Ce texte est de Stefan Zweig, lui qui a  anticipé la montée du nazisme et prévu la  catastrophe qui allait suivre. L’histoire montrera que le régime totalitaire du 3ème  Reich, au cours des  années 30, a  suivi à la lettre ce  programme de la terreur détaillé par  l’écrivain. L’historien Laurence Rees lui aussi s’interroge, je le cite : « Je me rappelle m’être demandé, alors que je n’étais pourtant qu’un enfant, comment, si Hitler était le démon dans  un corps d’homme, il avait pu obtenir  de tant de personnes qu’elles obéissent à ses ordres ».

Eliminer toute forme d’opposition, créer, comme le souligne Stefan Zweig, des  divisions dans le monde ouvrier et  syndical essentiellement, puis  formuler une  utopie politique sur  les  braises de  la défaite de 14-18. En  hurlant sa  rage, Adolf Hitler promeut le mythe  du  Volksblut, le  sang racial commun, condition préalable à l’existence de la  Grande  Allemagne.

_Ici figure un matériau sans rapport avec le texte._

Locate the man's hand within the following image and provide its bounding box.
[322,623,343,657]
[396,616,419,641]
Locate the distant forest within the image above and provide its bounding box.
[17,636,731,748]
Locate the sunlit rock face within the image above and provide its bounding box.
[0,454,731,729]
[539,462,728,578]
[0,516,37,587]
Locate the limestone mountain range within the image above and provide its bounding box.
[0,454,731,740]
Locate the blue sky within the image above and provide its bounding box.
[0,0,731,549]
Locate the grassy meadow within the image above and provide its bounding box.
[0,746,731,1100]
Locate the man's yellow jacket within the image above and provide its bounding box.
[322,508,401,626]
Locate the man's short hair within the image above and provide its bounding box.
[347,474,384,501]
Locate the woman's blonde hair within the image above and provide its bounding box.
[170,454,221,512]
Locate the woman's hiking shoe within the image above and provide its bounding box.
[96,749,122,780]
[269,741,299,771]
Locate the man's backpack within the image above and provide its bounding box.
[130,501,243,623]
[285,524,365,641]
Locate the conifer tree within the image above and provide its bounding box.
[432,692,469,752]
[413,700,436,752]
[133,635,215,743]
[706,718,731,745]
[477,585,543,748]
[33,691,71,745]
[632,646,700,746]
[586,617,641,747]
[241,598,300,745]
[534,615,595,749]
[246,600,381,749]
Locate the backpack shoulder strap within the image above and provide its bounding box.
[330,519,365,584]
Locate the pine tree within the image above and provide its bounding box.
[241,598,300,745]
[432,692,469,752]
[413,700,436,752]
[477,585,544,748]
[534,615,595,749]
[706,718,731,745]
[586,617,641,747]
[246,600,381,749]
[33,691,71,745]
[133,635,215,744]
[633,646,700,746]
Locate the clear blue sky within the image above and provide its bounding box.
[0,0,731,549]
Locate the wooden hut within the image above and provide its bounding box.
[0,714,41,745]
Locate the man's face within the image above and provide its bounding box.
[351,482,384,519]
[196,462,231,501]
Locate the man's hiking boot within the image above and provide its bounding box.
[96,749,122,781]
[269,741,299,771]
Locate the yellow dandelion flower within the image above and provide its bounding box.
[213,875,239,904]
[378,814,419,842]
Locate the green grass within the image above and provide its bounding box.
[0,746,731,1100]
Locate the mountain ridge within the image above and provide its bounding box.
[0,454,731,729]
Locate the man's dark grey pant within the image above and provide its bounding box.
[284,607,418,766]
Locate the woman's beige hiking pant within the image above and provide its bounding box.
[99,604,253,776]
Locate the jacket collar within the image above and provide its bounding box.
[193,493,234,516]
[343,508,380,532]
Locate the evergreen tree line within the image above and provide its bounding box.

Le projet du  3ème  Reich vise à transformer le  peuple allemand en communauté biologique. Dans des maternités, des  jeunes femmes sont ainsi sélectionnées pour concevoir des enfants avec des SS.

Le Lebensraum, qui sous-entend une  surpopulation de l’Allemagne et la  nécessité d’annexer de nouveaux territoires afin de garantir un espace vital, prend forme. Les régimes fasciste et  totalitaire, nourris de la pensée d’extrême droite, de l’antisémitisme et  de la xénophobie, vont asseoir leur  pouvoir autour de ces trois grandes figures : le  culte de l’homme providentiel, la subordination totale de  l’individu à un Etat régi par un seul  parti et l’adhésion à une idéologie omnisciente et globale.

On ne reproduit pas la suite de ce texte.